[Mesa-dev] [PATCH 09/12] nir: Add lowering support for packing opcodes.
Jason Ekstrand
jason at jlekstrand.net
Thu Jan 28 10:43:57 PST 2016
On Jan 28, 2016 09:22, "Matt Turner" <mattst88 at gmail.com> wrote:
>
> On Thu, Jan 28, 2016 at 12:32 AM, Iago Toral <itoral at igalia.com> wrote:
> > On Mon, 2016-01-25 at 15:18 -0800, Matt Turner wrote:
> >> ---
> >> src/glsl/nir/nir.h | 4 ++++
> >> src/glsl/nir/nir_lower_alu_to_scalar.c | 32
++++++++++++++++++++++++++++++++
> >> src/glsl/nir/nir_opcodes.py | 10 ++++++++++
> >> src/glsl/nir/nir_opt_algebraic.py | 20 ++++++++++++++++++++
> >> 4 files changed, 66 insertions(+)
> >>
> >> diff --git a/src/glsl/nir/nir.h b/src/glsl/nir/nir.h
> >> index 7b39cbb..bbd5b1a 100644
> >> --- a/src/glsl/nir/nir.h
> >> +++ b/src/glsl/nir/nir.h
> >> @@ -1469,6 +1469,10 @@ typedef struct nir_shader_compiler_options {
> >> bool lower_ffract;
> >>
> >> bool lower_pack_half_2x16;
> >> + bool lower_pack_unorm_2x16;
> >> + bool lower_pack_snorm_2x16;
> >> + bool lower_pack_unorm_4x8;
> >> + bool lower_pack_snorm_4x8;
> >> bool lower_unpack_half_2x16;
> >>
> >> bool lower_extract_byte;
> >> diff --git a/src/glsl/nir/nir_lower_alu_to_scalar.c
b/src/glsl/nir/nir_lower_alu_to_scalar.c
> >> index 5372fbe..37cb022 100644
> >> --- a/src/glsl/nir/nir_lower_alu_to_scalar.c
> >> +++ b/src/glsl/nir/nir_lower_alu_to_scalar.c
> >> @@ -134,6 +134,38 @@ lower_alu_instr_scalar(nir_alu_instr *instr,
nir_builder *b)
> >> return;
> >> }
> >>
> >> + case nir_op_pack_uvec2_to_uint: {
> >> + assert(b->shader->options->lower_pack_snorm_2x16 ||
> >> + b->shader->options->lower_pack_unorm_2x16);
> >
> > So we only want opt_algebraic to generate these opcodes?
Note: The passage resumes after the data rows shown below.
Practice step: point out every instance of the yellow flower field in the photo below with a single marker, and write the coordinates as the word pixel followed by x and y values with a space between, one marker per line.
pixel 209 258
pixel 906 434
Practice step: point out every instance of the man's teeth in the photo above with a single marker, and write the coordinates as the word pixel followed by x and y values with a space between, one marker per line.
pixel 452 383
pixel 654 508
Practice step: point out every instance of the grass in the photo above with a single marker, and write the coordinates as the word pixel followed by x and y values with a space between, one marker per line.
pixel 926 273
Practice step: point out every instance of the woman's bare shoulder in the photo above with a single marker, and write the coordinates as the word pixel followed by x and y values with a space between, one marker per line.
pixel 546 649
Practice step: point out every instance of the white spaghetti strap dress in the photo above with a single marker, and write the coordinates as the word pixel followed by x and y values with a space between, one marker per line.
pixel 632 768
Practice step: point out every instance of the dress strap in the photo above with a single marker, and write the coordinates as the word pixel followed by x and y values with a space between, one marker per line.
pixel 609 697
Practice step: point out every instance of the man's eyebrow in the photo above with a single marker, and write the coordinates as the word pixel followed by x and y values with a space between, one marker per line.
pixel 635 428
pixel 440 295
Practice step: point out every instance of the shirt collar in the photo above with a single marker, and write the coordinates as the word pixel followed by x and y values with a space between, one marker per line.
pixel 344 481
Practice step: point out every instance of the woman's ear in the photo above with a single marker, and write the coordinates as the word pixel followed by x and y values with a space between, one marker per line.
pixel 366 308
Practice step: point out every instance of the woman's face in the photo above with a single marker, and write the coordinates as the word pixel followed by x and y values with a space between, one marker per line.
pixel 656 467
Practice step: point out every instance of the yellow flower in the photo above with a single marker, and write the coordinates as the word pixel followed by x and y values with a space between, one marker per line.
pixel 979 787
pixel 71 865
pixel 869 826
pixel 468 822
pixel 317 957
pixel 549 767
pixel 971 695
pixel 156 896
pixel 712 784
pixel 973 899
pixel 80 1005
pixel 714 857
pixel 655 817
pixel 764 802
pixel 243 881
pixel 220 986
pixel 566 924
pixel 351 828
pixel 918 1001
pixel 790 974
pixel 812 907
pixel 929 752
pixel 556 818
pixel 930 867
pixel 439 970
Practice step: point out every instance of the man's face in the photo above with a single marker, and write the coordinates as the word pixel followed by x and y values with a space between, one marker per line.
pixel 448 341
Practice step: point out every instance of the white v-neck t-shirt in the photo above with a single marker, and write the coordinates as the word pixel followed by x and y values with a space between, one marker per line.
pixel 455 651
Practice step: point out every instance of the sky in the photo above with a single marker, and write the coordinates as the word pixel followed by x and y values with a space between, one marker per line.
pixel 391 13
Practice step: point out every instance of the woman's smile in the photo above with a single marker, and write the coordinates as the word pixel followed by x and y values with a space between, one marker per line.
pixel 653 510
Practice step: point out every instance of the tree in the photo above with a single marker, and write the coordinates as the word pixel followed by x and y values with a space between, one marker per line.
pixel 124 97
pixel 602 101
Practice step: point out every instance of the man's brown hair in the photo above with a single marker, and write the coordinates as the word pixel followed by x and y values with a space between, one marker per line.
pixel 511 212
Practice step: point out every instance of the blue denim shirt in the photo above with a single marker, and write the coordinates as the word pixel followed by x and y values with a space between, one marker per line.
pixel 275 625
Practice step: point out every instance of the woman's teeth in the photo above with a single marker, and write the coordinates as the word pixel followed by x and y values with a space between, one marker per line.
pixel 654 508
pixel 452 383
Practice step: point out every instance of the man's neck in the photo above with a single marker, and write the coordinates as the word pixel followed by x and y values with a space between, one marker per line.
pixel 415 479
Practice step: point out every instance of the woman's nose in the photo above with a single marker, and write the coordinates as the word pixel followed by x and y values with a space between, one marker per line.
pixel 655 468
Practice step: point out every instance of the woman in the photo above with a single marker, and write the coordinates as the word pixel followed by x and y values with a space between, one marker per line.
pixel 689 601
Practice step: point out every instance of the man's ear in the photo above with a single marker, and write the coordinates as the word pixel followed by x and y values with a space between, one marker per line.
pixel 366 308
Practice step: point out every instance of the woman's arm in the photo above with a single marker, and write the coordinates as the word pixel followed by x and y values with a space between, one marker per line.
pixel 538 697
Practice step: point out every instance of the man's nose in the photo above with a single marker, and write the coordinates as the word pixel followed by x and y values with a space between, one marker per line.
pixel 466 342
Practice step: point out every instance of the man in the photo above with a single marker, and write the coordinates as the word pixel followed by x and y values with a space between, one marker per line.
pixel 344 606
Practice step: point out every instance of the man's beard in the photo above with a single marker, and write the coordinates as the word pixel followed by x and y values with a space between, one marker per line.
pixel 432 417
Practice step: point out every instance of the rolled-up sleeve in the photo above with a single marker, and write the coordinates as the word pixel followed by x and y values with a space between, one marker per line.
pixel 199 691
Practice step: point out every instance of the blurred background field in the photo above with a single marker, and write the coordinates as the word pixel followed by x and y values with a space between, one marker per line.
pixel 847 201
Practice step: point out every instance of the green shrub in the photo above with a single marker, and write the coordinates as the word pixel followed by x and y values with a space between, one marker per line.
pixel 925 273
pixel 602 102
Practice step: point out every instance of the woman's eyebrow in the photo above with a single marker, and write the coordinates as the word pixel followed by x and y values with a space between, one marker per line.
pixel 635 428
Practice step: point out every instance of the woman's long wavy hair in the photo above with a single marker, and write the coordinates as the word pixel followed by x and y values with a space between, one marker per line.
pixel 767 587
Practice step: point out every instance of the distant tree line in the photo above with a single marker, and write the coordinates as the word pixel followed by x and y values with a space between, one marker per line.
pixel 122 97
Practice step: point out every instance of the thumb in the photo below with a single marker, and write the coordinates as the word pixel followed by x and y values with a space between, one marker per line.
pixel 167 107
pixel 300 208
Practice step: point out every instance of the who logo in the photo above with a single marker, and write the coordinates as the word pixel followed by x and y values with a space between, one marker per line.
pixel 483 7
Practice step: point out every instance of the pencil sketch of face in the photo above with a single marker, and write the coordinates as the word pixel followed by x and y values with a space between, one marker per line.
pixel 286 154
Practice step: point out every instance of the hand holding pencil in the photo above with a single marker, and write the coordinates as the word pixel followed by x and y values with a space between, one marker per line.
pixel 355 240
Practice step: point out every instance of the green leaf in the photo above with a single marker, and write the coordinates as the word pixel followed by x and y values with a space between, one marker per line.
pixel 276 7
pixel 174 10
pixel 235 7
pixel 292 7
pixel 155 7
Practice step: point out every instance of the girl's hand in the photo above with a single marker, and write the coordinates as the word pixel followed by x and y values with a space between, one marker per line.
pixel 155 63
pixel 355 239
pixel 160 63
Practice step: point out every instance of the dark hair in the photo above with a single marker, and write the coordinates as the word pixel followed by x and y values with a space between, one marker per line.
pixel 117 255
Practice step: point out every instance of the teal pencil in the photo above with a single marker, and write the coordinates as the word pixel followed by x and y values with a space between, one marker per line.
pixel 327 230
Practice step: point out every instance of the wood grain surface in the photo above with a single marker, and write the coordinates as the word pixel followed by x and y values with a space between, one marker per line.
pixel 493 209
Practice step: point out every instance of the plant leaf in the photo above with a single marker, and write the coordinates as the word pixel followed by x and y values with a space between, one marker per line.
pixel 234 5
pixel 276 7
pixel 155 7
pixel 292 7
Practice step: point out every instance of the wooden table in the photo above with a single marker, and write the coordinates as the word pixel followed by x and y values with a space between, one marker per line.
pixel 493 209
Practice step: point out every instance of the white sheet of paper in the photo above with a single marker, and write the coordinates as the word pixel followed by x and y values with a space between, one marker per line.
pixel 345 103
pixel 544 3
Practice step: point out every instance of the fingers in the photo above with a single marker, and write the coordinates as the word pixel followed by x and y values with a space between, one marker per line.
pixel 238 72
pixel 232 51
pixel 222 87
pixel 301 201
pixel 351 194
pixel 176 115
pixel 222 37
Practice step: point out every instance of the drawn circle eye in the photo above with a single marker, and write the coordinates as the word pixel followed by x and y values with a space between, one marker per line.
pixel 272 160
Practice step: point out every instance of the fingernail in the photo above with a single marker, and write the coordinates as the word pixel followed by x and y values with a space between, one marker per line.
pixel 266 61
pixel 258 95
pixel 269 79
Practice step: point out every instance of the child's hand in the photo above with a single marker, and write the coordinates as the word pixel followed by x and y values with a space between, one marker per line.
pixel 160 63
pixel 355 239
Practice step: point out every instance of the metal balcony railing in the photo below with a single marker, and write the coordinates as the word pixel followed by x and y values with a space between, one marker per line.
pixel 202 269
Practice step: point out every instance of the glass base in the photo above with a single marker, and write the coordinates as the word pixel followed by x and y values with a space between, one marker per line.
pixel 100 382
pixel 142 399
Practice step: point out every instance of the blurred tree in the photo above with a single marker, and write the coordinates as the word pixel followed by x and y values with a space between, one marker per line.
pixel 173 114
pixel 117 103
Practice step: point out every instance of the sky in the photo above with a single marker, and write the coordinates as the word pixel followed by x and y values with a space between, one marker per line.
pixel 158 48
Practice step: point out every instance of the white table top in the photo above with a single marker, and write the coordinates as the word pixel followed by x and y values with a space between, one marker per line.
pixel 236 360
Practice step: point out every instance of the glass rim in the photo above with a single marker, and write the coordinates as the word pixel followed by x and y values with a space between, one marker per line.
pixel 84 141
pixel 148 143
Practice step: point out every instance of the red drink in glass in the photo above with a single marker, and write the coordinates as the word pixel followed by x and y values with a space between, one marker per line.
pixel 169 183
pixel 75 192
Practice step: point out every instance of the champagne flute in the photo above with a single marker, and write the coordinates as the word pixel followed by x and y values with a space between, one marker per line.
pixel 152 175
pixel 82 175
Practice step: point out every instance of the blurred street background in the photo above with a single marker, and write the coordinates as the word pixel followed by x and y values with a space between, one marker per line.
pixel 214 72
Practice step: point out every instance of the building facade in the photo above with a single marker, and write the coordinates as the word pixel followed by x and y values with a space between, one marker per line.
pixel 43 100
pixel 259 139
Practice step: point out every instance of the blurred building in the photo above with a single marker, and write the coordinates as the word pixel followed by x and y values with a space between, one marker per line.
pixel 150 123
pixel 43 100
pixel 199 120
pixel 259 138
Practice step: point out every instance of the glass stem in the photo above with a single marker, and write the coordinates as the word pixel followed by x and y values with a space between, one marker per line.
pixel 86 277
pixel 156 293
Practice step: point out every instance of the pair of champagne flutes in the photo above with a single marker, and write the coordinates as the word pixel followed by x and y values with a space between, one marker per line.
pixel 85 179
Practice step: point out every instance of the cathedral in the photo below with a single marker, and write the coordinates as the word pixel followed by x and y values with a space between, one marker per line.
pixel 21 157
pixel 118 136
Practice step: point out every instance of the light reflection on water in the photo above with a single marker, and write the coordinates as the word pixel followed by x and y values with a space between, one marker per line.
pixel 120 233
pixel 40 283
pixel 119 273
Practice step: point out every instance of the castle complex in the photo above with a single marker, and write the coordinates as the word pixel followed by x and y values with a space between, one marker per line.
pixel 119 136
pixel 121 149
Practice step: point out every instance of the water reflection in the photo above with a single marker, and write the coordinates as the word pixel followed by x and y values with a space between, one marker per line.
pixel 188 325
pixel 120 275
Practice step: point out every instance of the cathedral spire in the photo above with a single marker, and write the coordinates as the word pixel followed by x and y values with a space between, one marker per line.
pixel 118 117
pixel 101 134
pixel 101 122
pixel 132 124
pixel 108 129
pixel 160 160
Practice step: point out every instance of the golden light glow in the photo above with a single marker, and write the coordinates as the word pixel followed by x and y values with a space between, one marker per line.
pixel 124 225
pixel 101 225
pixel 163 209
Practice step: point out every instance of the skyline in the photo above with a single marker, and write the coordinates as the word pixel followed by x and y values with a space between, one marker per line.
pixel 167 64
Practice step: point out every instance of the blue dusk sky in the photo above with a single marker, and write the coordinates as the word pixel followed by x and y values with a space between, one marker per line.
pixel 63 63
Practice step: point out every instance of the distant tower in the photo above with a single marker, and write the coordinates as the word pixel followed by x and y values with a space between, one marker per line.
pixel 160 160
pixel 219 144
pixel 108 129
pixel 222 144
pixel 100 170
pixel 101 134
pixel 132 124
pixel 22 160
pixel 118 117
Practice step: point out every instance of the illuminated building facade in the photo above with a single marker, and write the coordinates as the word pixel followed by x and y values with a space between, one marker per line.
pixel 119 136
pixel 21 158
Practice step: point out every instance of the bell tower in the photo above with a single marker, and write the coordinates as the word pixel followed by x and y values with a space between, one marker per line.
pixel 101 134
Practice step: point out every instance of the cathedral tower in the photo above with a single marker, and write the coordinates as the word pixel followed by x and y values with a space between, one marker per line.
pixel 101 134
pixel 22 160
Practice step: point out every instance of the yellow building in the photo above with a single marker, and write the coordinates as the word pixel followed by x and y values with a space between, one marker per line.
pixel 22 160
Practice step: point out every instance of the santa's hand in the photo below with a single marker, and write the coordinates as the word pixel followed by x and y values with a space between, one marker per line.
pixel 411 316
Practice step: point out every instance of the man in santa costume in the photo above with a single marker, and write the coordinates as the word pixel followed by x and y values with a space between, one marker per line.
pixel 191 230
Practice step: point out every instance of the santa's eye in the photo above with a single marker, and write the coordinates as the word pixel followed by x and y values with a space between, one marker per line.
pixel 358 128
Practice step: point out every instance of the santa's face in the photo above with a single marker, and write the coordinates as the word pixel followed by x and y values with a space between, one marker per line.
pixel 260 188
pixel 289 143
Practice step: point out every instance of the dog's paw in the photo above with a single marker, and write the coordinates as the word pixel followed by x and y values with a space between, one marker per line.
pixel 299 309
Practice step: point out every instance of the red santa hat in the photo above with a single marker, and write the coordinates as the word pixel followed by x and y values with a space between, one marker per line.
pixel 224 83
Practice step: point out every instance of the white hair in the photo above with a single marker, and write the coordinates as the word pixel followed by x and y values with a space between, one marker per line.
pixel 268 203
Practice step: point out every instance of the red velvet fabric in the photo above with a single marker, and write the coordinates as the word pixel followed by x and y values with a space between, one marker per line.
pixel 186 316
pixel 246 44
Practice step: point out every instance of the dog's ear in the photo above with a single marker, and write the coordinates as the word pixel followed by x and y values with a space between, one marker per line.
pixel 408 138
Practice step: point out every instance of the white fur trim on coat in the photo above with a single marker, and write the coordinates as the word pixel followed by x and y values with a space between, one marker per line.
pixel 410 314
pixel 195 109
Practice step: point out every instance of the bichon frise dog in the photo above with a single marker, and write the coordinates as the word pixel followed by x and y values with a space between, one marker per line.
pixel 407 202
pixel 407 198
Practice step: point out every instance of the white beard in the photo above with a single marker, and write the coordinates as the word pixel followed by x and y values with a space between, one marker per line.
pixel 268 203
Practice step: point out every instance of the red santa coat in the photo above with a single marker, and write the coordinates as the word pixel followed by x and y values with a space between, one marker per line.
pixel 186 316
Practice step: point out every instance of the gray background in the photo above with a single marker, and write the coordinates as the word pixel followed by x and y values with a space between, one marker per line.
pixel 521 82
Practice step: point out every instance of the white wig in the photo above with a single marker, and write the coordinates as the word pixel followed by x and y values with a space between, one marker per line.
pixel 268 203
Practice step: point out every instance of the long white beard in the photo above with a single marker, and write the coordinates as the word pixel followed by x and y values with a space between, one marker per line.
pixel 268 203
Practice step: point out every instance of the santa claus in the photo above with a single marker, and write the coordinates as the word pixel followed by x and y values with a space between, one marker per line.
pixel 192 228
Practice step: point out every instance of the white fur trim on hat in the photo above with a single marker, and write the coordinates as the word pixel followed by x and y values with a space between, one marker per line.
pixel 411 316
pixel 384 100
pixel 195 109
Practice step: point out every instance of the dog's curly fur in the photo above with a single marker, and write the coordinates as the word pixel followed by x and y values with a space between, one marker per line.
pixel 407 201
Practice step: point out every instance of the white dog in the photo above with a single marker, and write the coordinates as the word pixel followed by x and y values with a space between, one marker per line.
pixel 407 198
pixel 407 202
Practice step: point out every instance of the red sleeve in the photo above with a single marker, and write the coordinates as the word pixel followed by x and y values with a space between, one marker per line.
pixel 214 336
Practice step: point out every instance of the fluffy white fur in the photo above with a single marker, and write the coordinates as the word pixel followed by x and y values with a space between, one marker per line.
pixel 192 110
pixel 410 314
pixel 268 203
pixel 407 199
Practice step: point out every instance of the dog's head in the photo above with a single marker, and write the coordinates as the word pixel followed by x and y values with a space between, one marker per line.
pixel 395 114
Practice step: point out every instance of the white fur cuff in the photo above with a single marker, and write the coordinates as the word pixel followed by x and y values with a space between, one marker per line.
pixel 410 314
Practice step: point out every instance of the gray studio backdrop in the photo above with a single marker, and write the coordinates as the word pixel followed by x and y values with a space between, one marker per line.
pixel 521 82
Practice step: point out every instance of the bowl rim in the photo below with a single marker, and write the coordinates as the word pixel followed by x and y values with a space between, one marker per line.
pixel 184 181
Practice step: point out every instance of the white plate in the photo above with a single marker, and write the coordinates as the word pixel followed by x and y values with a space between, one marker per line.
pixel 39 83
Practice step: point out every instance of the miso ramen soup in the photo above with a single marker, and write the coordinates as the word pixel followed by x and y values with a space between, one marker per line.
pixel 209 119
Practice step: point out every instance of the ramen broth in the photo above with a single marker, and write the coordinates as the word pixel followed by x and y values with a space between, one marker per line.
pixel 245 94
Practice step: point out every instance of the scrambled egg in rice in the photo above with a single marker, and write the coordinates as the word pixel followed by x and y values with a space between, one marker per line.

Why? I see that
> > this would be the case now, and it is true that there is probably no
> > reason for other IR -> NIR translators to inject these opcodes directly
> > without going through opt_algebraic, but do we need to prevent that with
> > an assert?
>
> Not really necessary to assert, but I certainly don't expect there to
> be other uses of these opcodes.
>
> > I am not against anyway, just curious.
> >
> >> + nir_ssa_def *word =
> >> + nir_extract_uword(b, instr->src[0].src.ssa, nir_imm_int(b,
0));
> >> + nir_ssa_def *val =
> >> + nir_ior(b, nir_ishl(b, nir_channel(b, word, 1),
nir_imm_int(b, 16)),
> >> + nir_channel(b, word, 0));
> >> +
> >> + nir_ssa_def_rewrite_uses(&instr->dest.dest.ssa,
nir_src_for_ssa(val));
> >> + nir_instr_remove(&instr->instr);
> >> + break;
> >> + }
> >> +
> >> + case nir_op_pack_uvec4_to_uint: {
> >> + assert(b->shader->options->lower_pack_snorm_4x8 ||
> >> + b->shader->options->lower_pack_unorm_4x8);
> >> +
> >> + nir_ssa_def *byte =
> >> + nir_extract_ubyte(b, instr->src[0].src.ssa, nir_imm_int(b,
0));
> >> + nir_ssa_def *val =
> >> + nir_ior(b, nir_ior(b, nir_ishl(b, nir_channel(b, byte, 3),
nir_imm_int(b, 24)),
> >> + nir_ishl(b, nir_channel(b, byte, 2),
nir_imm_int(b, 16))),
> >> + nir_ior(b, nir_ishl(b, nir_channel(b, byte, 1),
nir_imm_int(b, 8)),
> >> + nir_channel(b, byte, 0)));
> >> +
> >> + nir_ssa_def_rewrite_uses(&instr->dest.dest.ssa,
nir_src_for_ssa(val));
> >> + nir_instr_remove(&instr->instr);
> >> + break;
> >> + }
> >> +
> >> case nir_op_fdph: {
> >> nir_ssa_def *sum[4];
> >> for (unsigned i = 0; i < 3; i++) {
> >> diff --git a/src/glsl/nir/nir_opcodes.py b/src/glsl/nir/nir_opcodes.py
> >> index be3cd17..3b82c3c 100644
> >> --- a/src/glsl/nir/nir_opcodes.py
> >> +++ b/src/glsl/nir/nir_opcodes.py
> >> @@ -237,6 +237,16 @@ unpack_2x16("unorm")
> >> unpack_4x8("unorm")
> >> unpack_2x16("half")
> >>
> >> +unop_horiz("pack_uvec2_to_uint", 0, tuint, 2, tuint, """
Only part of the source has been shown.